Aug 23 2009
|Halo: Combat Evolved||Racing Evoluzione||Matrix: Path of Neo||Kung Fu Chaos||Black||Burnout Series||Full Spectrum Warrior|
The console market in 2000 was largely owned by Sony’s Playstation 2. Building on the tremendous success of the original Playstation, Sony had already shown Sega the door and seemed to be doing the same to Nintendo. Was there room for another format? Microsoft thought so…
Using PC architecture and chip manufacturers (Nvidia and Intel), Microsoft created a powerful, developer-friendly console from proven technology. The decision to incorporate a hard-drive, rather than relying on after-market memory-cards was also indicative of its PC origins.
Launched in 2001, Microsoft’s foray into the console race was certainly determined. Western developer support was widespread apart from some initial reluctance on the part of Electronic Arts and some Asian developers climbed on board as the worldwide launches gathered momentum.
The US launch of the X-Box took place in Nov, 2001 with a Japanese and PAL territory (Europe / Australia) following in February and March 2002. The console’s reception in the US and Europe was extremely positive, primarily due to the killer-app, Halo: Combat Evolved but the Japanese market largely ignored the gigantic black box.
Despite its success in the West, the X-Box was still ridiculed for its size, noise and ugliness, even the controllers attracted some negative press. The initial batch also had a fairly high failure rate, something that console gamers were unused to. Both these flaws were addressed by Microsoft in the coming months, particularly the controller, by releasing worldwide the smaller, previously Japanese-only, Controller S.
Global hardware sales were promising in the first two years but Sony continued to sell Playstation 2s at a colossal rate and Nintendo’s new console, the Gamecube, was released in mid-2002 with some very familiar franchises (Mario, Zelda, etc). However, these franchises were insufficient to propel the Gamecube into mass-market competition, and Microsoft and Sony continued to release games appealing to a wider-demographic. In 2002, the X-Box took 2nd place behind Sony.
In late 2002, Microsoft launched its X-Box Live system, with some cynics seeing it as an attempt to ‘control’ the internet because PC games had traditionally used the broader internet to play multi-player games. X-Box Live gradually grew in popularity over the next few years, assisted greatly by Bungie’s integration with its best-selling sequel, Halo 2.
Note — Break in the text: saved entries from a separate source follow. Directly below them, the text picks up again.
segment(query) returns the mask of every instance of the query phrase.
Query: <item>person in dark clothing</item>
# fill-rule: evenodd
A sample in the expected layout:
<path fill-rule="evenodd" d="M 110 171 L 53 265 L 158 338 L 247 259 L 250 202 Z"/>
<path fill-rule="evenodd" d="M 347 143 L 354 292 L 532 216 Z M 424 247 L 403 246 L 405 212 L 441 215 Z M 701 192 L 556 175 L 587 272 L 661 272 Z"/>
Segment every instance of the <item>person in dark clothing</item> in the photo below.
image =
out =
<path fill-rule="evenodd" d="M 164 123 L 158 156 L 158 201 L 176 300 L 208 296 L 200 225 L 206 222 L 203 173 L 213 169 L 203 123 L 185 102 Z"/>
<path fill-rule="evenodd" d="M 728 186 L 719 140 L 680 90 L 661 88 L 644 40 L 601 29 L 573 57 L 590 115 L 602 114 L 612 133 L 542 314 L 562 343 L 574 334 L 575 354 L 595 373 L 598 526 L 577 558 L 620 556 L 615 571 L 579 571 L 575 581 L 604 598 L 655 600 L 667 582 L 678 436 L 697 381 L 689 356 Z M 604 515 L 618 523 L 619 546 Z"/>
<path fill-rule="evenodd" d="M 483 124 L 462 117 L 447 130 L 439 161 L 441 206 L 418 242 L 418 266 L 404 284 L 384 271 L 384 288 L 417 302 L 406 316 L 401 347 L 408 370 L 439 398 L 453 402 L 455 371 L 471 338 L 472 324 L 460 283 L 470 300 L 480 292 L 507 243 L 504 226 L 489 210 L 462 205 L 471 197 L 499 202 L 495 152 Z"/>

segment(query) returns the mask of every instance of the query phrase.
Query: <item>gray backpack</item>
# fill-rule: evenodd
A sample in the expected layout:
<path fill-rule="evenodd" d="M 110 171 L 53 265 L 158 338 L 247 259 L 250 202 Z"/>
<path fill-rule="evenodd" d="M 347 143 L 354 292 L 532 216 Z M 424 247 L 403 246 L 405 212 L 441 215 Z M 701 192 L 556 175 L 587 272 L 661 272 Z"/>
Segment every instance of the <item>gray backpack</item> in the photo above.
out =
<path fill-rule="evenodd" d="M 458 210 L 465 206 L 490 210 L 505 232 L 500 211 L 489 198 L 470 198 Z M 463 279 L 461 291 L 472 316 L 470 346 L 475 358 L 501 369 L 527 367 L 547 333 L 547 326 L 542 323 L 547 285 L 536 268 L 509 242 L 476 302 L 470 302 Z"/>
With very similarly capable hardware, Microsoft and Sony fought the console war largely by securing exclusive IPs. Sony captured Grand Theft Auto and Metal Gear Solid, while Microsoft had the Halo franchise and games such as Star Wars: Knights of the Old Republic. Microsoft’s X-Box Live feature also proved influential as consumer’s broadband adoption grew.
The X-Box’s hard drive later proved to be a boon for the ‘modding’ community, allowing pirated games to be easily run. It also facilitated the use of the X-Box as a media-centre, connecting to users’ home PC networks to play the increasingly popular bittorrent movies and TV shows.In the end, despite significant efforts by Microsoft, it could not match the phenomenal success of the Playstation 2 – worldwide sales of the X-Box were 24 million, compared to 138 million PS2s (2009). Even second place was hard-won, Nintendo’s first-party titles were still very popular.
However, X-Box Live became the online standard by which all others were judged and its library of first-person shooters and tactical RPGs attracted many hardcore gamers (especially ex-PC users). Microsoft’s next console capitalised on the online success, migrating user accounts from X-Box to X-Box 360 seamlessly.